I was diagnosed as being autistic this year and wasn't surprised. It has taken some getting used to, but it was such a real feeling of relief that I cried at my diagnosis—raw emotion just came pouring out of my face.
I felt like I could remove the mask, put down the tools I had been using for so many years to hide who I was, deal with life and start being truly myself.
After repeatedly being misdiagnosed with a range of different mental health difficulties, I was frustrated and annoyed that I did not have the answers to why I found some aspects of life so challenging. At times I felt like I was watching life from inside a goldfish bowl, I did not quite understand how others managed to achieve what they did without the problems and disasters I often seemed to encounter. Certain situations, heightened senses and social interactions were making me have frequent meltdowns, manifested in many different ways, and were causing me to become anxious.
For years I had devised a complicated and stressful ability to camouflage and conceal my difficulties. This ranged from observing and mimicking the behavior and language of my peers, to overworking and overloading myself to a breaking point, in order to complete tasks to a high enough standard that no one would ever notice my struggles.
I would often camouflage for an entire day, resulting in a meltdown as soon as I had got home. I would then have to spend the whole evening in a state of anxiety and exhaustion, attempting to recharge myself for the next day.
My growing inability to change my routine and my frustration at even the smallest, last-minute alteration to something as insignificant as what we were having for tea, was beginning to take its toll on my husband and, to be honest, myself, too.
Then my little boy was born.
When you have children, especially your first child, everything transforms. I didn't expect everything to change so much, but it did. I struggled, really struggled. Everything was a sensory nightmare: the birth, the noise, lack of sleep, constantly being touched by another human being, breastfeeding, visitors coming to my house all the time, not a moment to think, the mess. There was no stillness, no downtime and not a moment to think.
I was traumatized and I did not know why. I plagued myself with thoughts of, It is you, you're not doing it right. You should be happy, you are ungrateful, this is what you wanted, make it work, don't complain, pretend you're fine.
But I was not fine, far from it.
I used to hide upstairs and scream into the carpet as loud as I could so no one heard.
I used to carry my little boy in his sling and walk for miles just so that he would sleep and I could get a moment to myself.
I used to sit awake all night feeding, loving and caring for him even though at times I just wanted to rip my skin off my body because my senses were going into overdrive and I was touched out.
I thought that going to every single baby group would help me and I tried to get out every day and be around people. This only made it worse. The noise of the baby groups, keeping up with social expectations, trying to understand new relationships with adults when I should have been trying to understand my new relationship with my baby. The fallout of trying to do so much was so epic I had a nervous breakdown.
Piecing myself back together has been a very long process.

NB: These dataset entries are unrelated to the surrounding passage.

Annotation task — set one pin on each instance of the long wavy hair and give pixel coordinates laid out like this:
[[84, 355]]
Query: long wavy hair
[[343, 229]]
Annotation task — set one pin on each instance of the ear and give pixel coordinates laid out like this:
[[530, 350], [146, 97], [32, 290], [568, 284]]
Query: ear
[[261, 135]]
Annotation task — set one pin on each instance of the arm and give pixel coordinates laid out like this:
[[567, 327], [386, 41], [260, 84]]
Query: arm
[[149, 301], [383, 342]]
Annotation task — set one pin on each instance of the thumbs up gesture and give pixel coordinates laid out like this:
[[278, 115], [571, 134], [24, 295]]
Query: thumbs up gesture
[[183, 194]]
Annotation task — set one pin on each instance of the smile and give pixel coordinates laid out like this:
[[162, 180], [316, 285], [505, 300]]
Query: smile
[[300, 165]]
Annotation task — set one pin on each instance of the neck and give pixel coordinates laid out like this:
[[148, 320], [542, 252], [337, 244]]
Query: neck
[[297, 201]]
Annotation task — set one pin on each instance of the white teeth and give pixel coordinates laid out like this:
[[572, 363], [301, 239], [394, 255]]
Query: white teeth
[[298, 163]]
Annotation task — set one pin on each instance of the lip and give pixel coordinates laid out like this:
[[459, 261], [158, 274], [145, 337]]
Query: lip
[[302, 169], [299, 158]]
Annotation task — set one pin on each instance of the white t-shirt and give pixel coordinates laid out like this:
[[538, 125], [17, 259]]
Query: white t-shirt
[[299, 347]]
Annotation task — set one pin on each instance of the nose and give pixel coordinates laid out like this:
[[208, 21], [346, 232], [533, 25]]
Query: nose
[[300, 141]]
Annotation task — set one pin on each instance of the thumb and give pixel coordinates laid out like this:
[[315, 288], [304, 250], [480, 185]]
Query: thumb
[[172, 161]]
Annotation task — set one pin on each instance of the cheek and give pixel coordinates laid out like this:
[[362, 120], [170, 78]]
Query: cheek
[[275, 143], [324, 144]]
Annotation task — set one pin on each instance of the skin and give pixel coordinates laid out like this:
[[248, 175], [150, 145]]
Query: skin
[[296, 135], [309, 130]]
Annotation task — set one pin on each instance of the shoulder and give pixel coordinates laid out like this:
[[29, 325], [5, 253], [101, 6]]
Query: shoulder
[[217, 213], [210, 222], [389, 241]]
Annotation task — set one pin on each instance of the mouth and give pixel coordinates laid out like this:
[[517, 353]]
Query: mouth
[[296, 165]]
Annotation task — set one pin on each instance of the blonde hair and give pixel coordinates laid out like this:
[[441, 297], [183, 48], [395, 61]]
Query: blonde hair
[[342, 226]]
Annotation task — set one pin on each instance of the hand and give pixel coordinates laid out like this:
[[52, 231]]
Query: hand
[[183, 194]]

Finally, when I was feeling better and had opened up to my family and my doctor about how unbelievably hard I was finding things, it was suggested that I may be autistic and I began to seek a diagnosis. The more I read, the more I understood and the light at the end of the tunnel was getting brighter. I could feel a peace within myself that had never been there before like I was finally getting to know who I really was.
Life after my diagnosis is so much better, I feel like I am finally building a life for myself and my family that is true to who I am.
I talk openly about my difficulties rather than masking my emotions. I can identify which situations I am going to find challenging and will lead to a meltdown.
I know now that it is okay to say "no" to people. I acknowledge and celebrate my differences, difficulties, and achievements and choose to surround myself with people who understand, not those who I have to pretend in front of.
Since receiving my diagnosis, I have given birth to my daughter. I was able to discuss my sensory and communication difficulties with the midwives before her birth and the whole experience was amazing. I have received the support that I should have had the first time around. I am a different person and I am better for it.
I still find situations challenging but my awareness of myself has taken the edge off. These days we do not go to all the baby groups. I am not readily available to every single person who walks into my life because I feel that is how I 'should' behave. My priority is my family and I love to spend time alone with my children. I rest, talk with my husband and put plans in place. I have also stopped beating myself up for finding things hard or just needing a break.
Having my little boy gave me the strength to say, "This is really hard and I'm not willing to do this anymore." I needed answers in order to recognize and address my difficulties in a healthy way.
Having my little girl has allowed me to see the person I really am and I've seen firsthand how beautiful and amazing the first year of motherhood can be. I am grateful every day for my children, what they teach me and how they have allowed me to grow. My little boy was loved and cared for just as much as my little girl, but I was the one having a hard time.
Motherhood has broken me and saved me in equal measures.
This is autism. I am still the same person I have always been. Only now I am better because I have more knowledge and understanding of who I am and what I can achieve.